Sapendo cosa ha rappresentato per i gambassini questa struttura nel corso del tempo, per prima cosa, chiediamo all’Amministrazione comunale di sospendere l’iter burocratico intrapreso che porta inevitabilmente all’abbattimento dell’edificio e chiediamo un coinvolgimento della cittadinanza in una discussione pubblica sulle sue sorti.
In seconda istanza chiediamo che l’Amministrazione comunale prenda in considerazione le nostre seguenti proposte:
1) la possibilità di un restauro dell'attuale facciata e dei due prospetti laterali del corpo anteriore del teatro e, se questo non fosse possibile per accertati problemi di staticità, ecc.,
2) la possibilità di un rifacimento del corpo anteriore sulla base del progetto originario del 1920 e, con eventuali stralci successivi, delle parti posteriori.
Senza nulla togliere ai giovani progettisti e nel ringraziarli per il progetto proposto, che tuttavia riteniamo fuori luogo nel contesto urbanistico della piazza, proponiamo che sia dato loro l'incarico di ricercare l'originalità dell'opera, almeno esteriore come sopra indicato, e di proporre soluzioni nelle suddivisioni interne che prevedevano la possibilità di manifestazioni culturali, tipo quelle musicali, cinematografiche, artistiche, espositive, museali e convegnistiche.
Cosa è stato il Teatro di Gambassi Terme
Il teatro nasce come «Casa della Cultura per il Popolo da erigersi in Gambassi in memoria dei Caduti nella Guerra MCMXV-MCMXVIII», su progetto del 1920, elaborato dall’architetto Arcadio Ferranti e dall’ingegnere Enrico Marabotti.
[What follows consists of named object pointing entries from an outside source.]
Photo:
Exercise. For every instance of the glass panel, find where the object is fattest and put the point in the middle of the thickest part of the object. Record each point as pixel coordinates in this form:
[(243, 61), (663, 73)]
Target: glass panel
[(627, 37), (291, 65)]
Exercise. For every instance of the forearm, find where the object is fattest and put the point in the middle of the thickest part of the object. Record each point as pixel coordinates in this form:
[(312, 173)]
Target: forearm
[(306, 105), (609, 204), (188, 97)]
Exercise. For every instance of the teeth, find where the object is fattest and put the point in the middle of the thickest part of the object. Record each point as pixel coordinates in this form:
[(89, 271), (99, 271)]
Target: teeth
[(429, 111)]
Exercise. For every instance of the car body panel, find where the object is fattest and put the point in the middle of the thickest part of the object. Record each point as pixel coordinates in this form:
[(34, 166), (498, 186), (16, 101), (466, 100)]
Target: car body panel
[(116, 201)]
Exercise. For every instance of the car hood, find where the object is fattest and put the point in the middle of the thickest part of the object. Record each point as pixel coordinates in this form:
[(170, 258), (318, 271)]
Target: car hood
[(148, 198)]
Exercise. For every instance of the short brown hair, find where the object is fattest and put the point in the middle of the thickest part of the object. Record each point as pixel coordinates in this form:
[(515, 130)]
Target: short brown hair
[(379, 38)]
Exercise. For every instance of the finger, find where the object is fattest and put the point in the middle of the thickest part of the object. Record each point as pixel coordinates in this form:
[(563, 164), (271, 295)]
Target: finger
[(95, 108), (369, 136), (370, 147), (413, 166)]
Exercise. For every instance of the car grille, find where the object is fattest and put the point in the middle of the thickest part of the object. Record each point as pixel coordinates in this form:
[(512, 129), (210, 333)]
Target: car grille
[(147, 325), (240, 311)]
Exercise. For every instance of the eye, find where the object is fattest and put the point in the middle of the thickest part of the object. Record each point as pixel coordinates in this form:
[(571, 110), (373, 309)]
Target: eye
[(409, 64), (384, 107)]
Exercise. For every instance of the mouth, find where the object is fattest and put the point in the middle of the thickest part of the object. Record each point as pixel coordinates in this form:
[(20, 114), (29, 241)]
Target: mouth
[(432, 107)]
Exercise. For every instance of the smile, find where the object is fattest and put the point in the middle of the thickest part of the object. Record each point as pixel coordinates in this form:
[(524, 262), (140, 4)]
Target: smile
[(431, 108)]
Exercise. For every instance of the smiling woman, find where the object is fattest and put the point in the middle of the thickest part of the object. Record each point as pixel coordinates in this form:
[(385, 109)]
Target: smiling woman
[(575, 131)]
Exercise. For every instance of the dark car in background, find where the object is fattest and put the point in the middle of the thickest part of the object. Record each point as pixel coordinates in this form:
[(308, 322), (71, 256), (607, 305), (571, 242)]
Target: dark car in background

Tuttavia solo nel 1925 la Società Filodrammatica Rossini ottenne dal Consiglio comunale la cessione gratuita di un appezzamento di terreno per «fabbricare la propria sede
sociale e pro Cultura generale» con annesso teatro.
Due anni dopo l'edificio era già in piedi e fu inaugurato nel 1927: non fu costruito esattamente come prevedeva il disegno originario, ma vi si avvicinava molto. Tuttavia poco dopo (nel 1929) fu requisito dal podestà per farne la sede del Partito Nazionale Fascista. Durante la Seconda Guerra Mondiale l’edificio subì un incendio e un discutibile restauro (l'elegante frontone fu sostituito da un prospetto a capanna e i palchetti interni da una galleria).
Nel dopoguerra (nel 1947), pur rimanendo proprietà dello Stato, fu riaperto come Casa del Popolo e tale rimase fino al 1963, anno nel quale fu inaugurata l’attuale Casa del Popolo. Da allora l’Intendenza di Finanza ha concesso l’edificio prima come fabbrica di lampadine e in seguito come sede della Misericordia.
Con il suo abbandono la struttura ha subito un lento e inarrestabile degrado, per cui l’Intendenza di Finanza fu costretta a proteggere le murature, che minacciavano crolli, con costose impalcature metalliche.
Finché non lo cedette, quasi regalò, al Comune. Le amministrazioni comunali che si sono succedute lo hanno a loro volta abbandonato a se stesso, lasciandolo divenire il rudere attuale.